Hello Hail team,
I’m trying to figure out is hail a good option for my tasks and come to the point where I need some advice.
In my settings I have set of tens of thousands vcf (also have a gvcf but that is a different story) files.
I’d like to integrate them together in a sort of a DB for being able to make a simple queries like:
- give me all sample IDs with the given rsID (of variants in a given locus)
- give me all variants in a given gene/locus
- calculate frequency over subset of samples
and other of that sort.
AND
(which seems as a completely different task) add to that integration (“db”) new samples (batches) time to time.

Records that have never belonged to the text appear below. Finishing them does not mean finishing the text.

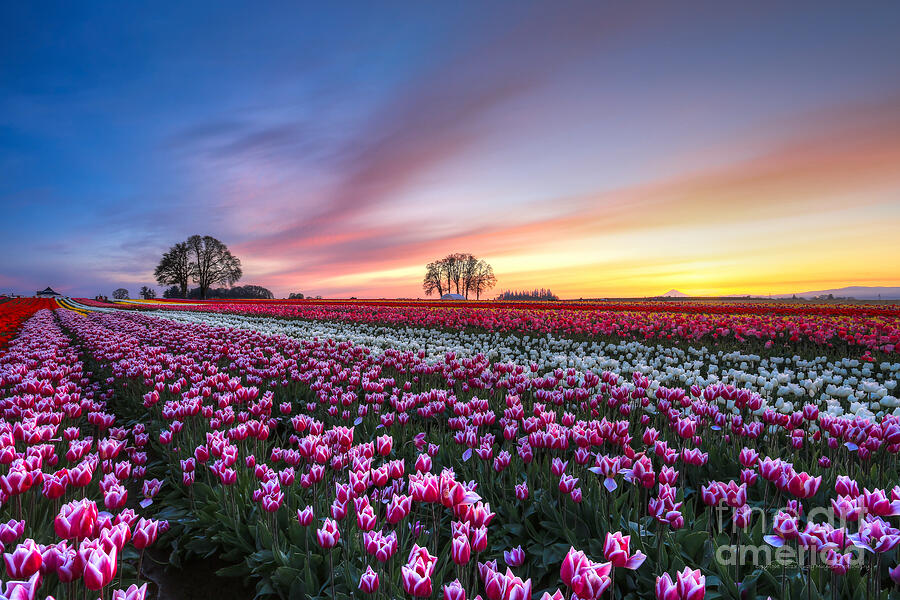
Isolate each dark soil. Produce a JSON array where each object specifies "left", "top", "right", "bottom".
[{"left": 141, "top": 551, "right": 255, "bottom": 600}]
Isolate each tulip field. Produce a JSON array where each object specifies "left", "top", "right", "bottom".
[{"left": 0, "top": 299, "right": 900, "bottom": 600}]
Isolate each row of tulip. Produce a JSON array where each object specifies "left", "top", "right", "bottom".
[
  {"left": 149, "top": 311, "right": 900, "bottom": 418},
  {"left": 0, "top": 311, "right": 888, "bottom": 600},
  {"left": 0, "top": 298, "right": 56, "bottom": 350},
  {"left": 0, "top": 310, "right": 167, "bottom": 600},
  {"left": 102, "top": 301, "right": 900, "bottom": 355}
]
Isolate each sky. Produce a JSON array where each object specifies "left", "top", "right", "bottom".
[{"left": 0, "top": 1, "right": 900, "bottom": 298}]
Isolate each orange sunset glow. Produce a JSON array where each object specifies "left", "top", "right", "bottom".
[{"left": 0, "top": 5, "right": 900, "bottom": 298}]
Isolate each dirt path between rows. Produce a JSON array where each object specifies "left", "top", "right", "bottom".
[{"left": 141, "top": 551, "right": 256, "bottom": 600}]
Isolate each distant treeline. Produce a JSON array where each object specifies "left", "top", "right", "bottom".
[
  {"left": 163, "top": 285, "right": 275, "bottom": 300},
  {"left": 497, "top": 288, "right": 559, "bottom": 301}
]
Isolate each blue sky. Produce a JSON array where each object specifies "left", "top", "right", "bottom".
[{"left": 0, "top": 2, "right": 900, "bottom": 297}]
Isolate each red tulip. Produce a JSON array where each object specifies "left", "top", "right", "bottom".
[
  {"left": 316, "top": 518, "right": 341, "bottom": 550},
  {"left": 603, "top": 532, "right": 647, "bottom": 569},
  {"left": 359, "top": 565, "right": 378, "bottom": 594},
  {"left": 3, "top": 539, "right": 43, "bottom": 579}
]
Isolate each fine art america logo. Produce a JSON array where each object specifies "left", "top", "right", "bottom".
[{"left": 715, "top": 504, "right": 868, "bottom": 572}]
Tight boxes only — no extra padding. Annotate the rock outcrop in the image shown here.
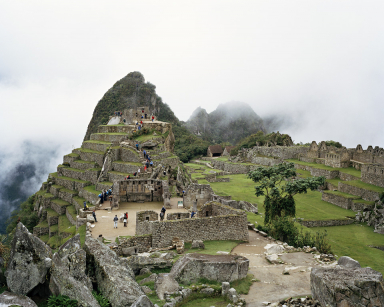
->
[84,237,144,307]
[0,291,37,307]
[311,266,384,307]
[171,254,249,283]
[49,235,100,307]
[5,223,52,295]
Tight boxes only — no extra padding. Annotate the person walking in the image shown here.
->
[92,209,97,223]
[113,215,119,228]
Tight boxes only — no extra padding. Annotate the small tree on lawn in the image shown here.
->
[248,163,325,225]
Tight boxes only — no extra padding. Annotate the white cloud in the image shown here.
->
[0,0,384,148]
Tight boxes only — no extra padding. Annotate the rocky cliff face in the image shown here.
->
[84,71,178,141]
[185,103,266,144]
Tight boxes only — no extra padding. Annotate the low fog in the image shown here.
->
[0,0,384,231]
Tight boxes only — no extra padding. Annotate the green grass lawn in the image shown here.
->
[309,224,384,274]
[199,174,355,223]
[343,180,384,193]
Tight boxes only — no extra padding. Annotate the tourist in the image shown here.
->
[113,215,119,228]
[92,209,97,223]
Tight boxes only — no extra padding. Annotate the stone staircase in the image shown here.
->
[33,116,178,246]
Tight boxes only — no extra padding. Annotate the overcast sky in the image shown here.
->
[0,0,384,152]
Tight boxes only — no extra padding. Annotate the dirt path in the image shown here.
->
[232,231,319,307]
[92,198,187,241]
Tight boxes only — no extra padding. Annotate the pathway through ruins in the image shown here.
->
[92,197,188,241]
[232,230,319,307]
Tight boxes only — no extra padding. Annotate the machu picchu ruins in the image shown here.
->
[0,72,384,307]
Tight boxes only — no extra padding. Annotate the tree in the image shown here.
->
[248,163,325,225]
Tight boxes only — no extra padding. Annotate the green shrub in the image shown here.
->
[92,291,111,307]
[48,295,78,307]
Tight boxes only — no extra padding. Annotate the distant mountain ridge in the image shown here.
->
[185,102,266,145]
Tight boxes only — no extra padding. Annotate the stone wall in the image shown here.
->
[120,147,142,162]
[321,191,359,210]
[136,203,248,248]
[167,212,191,220]
[300,219,355,228]
[361,165,384,188]
[118,179,163,202]
[183,183,214,209]
[116,235,152,256]
[338,182,380,201]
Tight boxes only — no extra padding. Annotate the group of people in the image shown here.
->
[98,188,112,204]
[113,212,128,228]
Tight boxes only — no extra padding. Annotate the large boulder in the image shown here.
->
[0,291,37,307]
[337,256,361,269]
[125,252,173,274]
[49,235,100,307]
[84,237,144,307]
[171,253,249,284]
[5,223,52,295]
[311,266,384,307]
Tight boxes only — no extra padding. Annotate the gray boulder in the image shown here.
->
[155,273,179,300]
[5,222,52,295]
[131,295,154,307]
[337,256,361,269]
[171,253,249,284]
[311,266,384,307]
[84,238,144,307]
[49,235,100,307]
[0,291,37,307]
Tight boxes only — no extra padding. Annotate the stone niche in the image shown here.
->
[170,254,249,283]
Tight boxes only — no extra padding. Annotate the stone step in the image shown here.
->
[57,165,101,184]
[65,205,77,226]
[45,208,59,226]
[112,160,143,174]
[97,125,135,133]
[51,173,91,190]
[51,198,71,215]
[69,160,99,171]
[91,133,128,143]
[49,224,59,237]
[96,181,113,191]
[338,180,384,201]
[73,148,105,167]
[81,140,112,151]
[58,214,76,239]
[321,191,360,210]
[63,153,80,163]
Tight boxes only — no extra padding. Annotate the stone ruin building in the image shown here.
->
[33,107,191,247]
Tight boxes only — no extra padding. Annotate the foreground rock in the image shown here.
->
[311,266,384,307]
[5,223,52,295]
[171,254,249,283]
[84,237,144,307]
[0,291,37,307]
[49,235,100,307]
[155,273,179,300]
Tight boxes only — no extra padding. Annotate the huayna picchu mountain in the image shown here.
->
[185,102,266,145]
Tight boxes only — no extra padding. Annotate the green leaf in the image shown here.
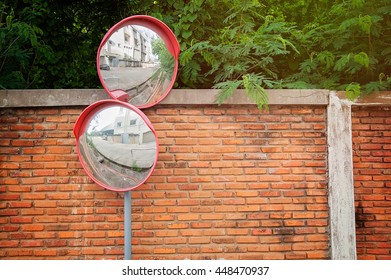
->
[358,15,372,34]
[317,51,334,68]
[213,80,243,105]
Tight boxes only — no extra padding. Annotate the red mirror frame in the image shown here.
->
[96,15,180,109]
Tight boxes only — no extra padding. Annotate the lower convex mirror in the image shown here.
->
[74,100,158,191]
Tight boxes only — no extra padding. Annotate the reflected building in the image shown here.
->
[99,107,155,145]
[100,25,156,67]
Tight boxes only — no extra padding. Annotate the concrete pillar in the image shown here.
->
[327,92,357,260]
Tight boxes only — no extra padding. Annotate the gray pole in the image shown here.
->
[124,191,132,260]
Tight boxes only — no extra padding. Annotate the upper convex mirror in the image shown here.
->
[97,16,179,108]
[74,100,158,191]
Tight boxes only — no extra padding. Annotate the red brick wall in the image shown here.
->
[0,105,330,259]
[352,107,391,259]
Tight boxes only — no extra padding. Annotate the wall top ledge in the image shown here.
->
[0,89,329,108]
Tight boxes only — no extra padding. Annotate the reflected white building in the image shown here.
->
[99,107,155,145]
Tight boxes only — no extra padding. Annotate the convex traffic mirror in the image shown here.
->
[74,100,158,191]
[96,15,179,108]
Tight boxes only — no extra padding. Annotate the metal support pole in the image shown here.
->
[124,191,132,260]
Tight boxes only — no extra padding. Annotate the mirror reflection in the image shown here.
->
[78,105,157,190]
[99,25,175,106]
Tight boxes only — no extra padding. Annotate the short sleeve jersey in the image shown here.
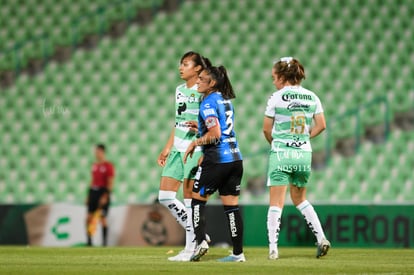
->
[92,161,115,188]
[265,86,323,152]
[174,84,200,152]
[198,92,242,163]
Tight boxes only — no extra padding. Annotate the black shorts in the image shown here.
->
[193,160,243,197]
[88,188,111,217]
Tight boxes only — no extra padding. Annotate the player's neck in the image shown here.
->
[185,76,198,88]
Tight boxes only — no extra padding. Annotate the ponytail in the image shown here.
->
[206,65,236,99]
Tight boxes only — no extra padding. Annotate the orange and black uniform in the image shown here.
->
[88,161,115,216]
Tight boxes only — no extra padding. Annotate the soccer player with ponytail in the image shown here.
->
[184,66,246,262]
[263,57,331,260]
[157,51,211,262]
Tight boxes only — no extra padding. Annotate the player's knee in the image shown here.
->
[158,190,177,205]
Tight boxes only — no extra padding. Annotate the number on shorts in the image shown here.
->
[223,110,234,135]
[290,116,306,134]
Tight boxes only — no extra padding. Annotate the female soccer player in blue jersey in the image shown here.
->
[184,66,246,262]
[158,52,211,262]
[263,57,331,260]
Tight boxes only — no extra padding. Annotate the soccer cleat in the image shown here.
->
[190,241,209,262]
[217,253,246,263]
[316,239,331,258]
[168,250,194,262]
[269,250,279,260]
[206,234,211,243]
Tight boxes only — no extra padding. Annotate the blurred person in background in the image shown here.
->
[86,144,115,246]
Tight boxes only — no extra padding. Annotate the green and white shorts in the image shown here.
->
[267,149,312,187]
[161,151,203,182]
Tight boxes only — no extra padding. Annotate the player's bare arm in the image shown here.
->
[186,120,198,133]
[263,116,274,144]
[157,127,175,167]
[184,117,221,163]
[310,113,326,138]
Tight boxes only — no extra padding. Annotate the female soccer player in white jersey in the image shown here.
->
[157,52,211,261]
[263,57,330,260]
[184,66,246,262]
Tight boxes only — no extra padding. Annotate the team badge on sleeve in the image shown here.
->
[206,117,217,129]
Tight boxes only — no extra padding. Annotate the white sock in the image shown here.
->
[296,200,325,243]
[158,190,187,229]
[184,199,197,251]
[267,206,282,252]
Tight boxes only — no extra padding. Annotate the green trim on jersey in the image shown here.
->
[265,86,323,152]
[173,84,200,152]
[161,151,203,182]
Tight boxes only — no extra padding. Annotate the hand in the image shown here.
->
[184,141,197,163]
[157,149,170,167]
[185,120,198,133]
[197,155,204,166]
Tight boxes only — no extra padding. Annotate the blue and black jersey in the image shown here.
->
[198,92,242,163]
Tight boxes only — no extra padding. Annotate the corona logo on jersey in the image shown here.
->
[282,93,313,102]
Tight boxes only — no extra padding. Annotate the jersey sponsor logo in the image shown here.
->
[217,99,230,104]
[185,109,198,115]
[223,137,236,142]
[206,117,217,129]
[193,204,200,228]
[188,94,198,103]
[282,93,312,102]
[287,101,310,111]
[286,141,307,148]
[223,148,240,155]
[203,109,216,116]
[177,92,200,103]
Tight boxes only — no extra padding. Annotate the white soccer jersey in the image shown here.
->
[265,86,323,151]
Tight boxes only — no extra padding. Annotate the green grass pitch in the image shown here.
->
[0,246,414,275]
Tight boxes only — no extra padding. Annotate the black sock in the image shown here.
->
[224,205,243,255]
[102,226,108,246]
[87,234,92,246]
[191,199,206,244]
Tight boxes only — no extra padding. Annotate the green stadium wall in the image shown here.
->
[0,204,414,248]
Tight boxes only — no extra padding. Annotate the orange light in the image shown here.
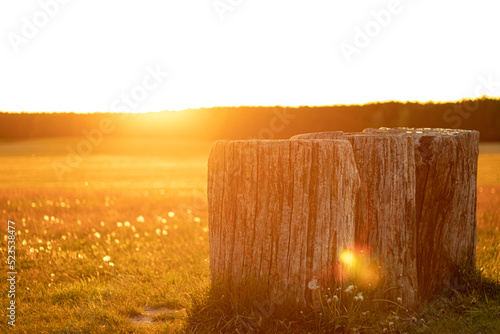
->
[340,251,355,266]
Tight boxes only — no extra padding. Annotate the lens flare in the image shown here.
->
[340,251,355,266]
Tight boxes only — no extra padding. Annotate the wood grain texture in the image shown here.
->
[364,128,479,299]
[292,132,418,306]
[208,140,359,303]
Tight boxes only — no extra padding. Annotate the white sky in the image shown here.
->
[0,0,500,112]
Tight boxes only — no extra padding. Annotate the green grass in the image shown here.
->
[0,138,500,333]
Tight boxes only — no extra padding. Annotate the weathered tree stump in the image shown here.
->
[364,128,479,299]
[292,132,418,306]
[208,140,359,303]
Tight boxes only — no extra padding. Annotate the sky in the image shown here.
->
[0,0,500,112]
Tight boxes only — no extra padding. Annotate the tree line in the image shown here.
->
[0,99,500,141]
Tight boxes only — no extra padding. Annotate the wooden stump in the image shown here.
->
[364,128,479,299]
[292,132,418,306]
[208,140,359,303]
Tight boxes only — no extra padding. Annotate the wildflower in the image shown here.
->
[344,284,354,293]
[307,278,319,290]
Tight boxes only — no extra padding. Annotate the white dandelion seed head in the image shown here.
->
[344,284,354,293]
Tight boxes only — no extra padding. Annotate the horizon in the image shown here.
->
[0,96,500,114]
[0,0,500,113]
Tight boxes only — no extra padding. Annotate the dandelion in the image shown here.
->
[344,284,354,293]
[307,278,319,290]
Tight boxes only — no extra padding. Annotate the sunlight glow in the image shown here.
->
[0,0,500,113]
[340,251,356,266]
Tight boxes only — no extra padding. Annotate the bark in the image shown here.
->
[364,128,479,299]
[208,140,359,303]
[292,132,418,306]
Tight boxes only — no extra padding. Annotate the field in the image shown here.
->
[0,138,500,333]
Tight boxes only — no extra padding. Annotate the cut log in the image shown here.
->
[292,132,418,306]
[290,131,344,140]
[364,128,479,299]
[208,140,359,303]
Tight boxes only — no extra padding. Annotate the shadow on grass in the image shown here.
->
[186,272,500,334]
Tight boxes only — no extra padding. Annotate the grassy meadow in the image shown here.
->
[0,137,500,333]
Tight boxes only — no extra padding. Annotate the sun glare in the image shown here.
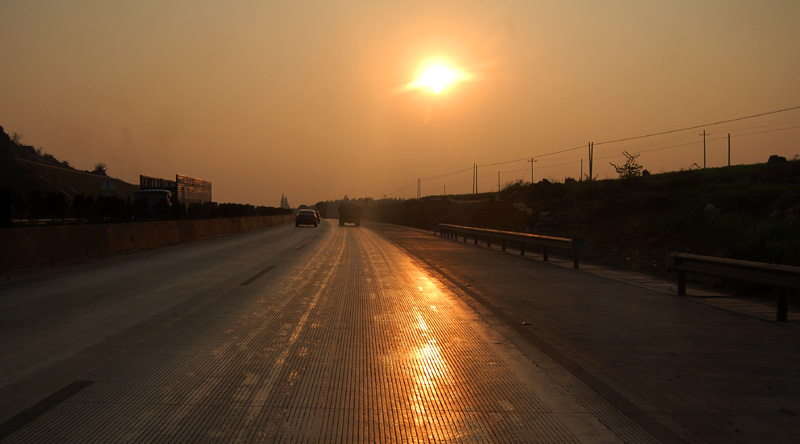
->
[418,65,458,94]
[395,62,472,95]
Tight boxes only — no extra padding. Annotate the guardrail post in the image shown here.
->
[775,288,789,322]
[678,271,686,296]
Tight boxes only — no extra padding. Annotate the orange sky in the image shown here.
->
[0,0,800,206]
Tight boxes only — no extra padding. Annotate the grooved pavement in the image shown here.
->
[0,222,656,443]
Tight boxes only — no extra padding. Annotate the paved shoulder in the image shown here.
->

I’m working on a local server which has SSD and 512GB of RAM
I’ve tested two approaches - with plink and hail (and was also suggested to recruit some programmers and just load everything into oracle, but have not investigate that properly so far).
So far I’m able to assemble plink and hail per chromosome files in couple of days for a set of 10k samples.
PS Hail matrixes I eventually had to constructed by importing plink files, as far as I failed to find a correct way of importing and integrating vcf (not a gvcf) files.
As far as I see it for now hail does not particularly well suited for the task of querying (using it as a db) because (as far as I understand) it lack the random access to the data due to distributed architecture. And plink seems to be a faster option here.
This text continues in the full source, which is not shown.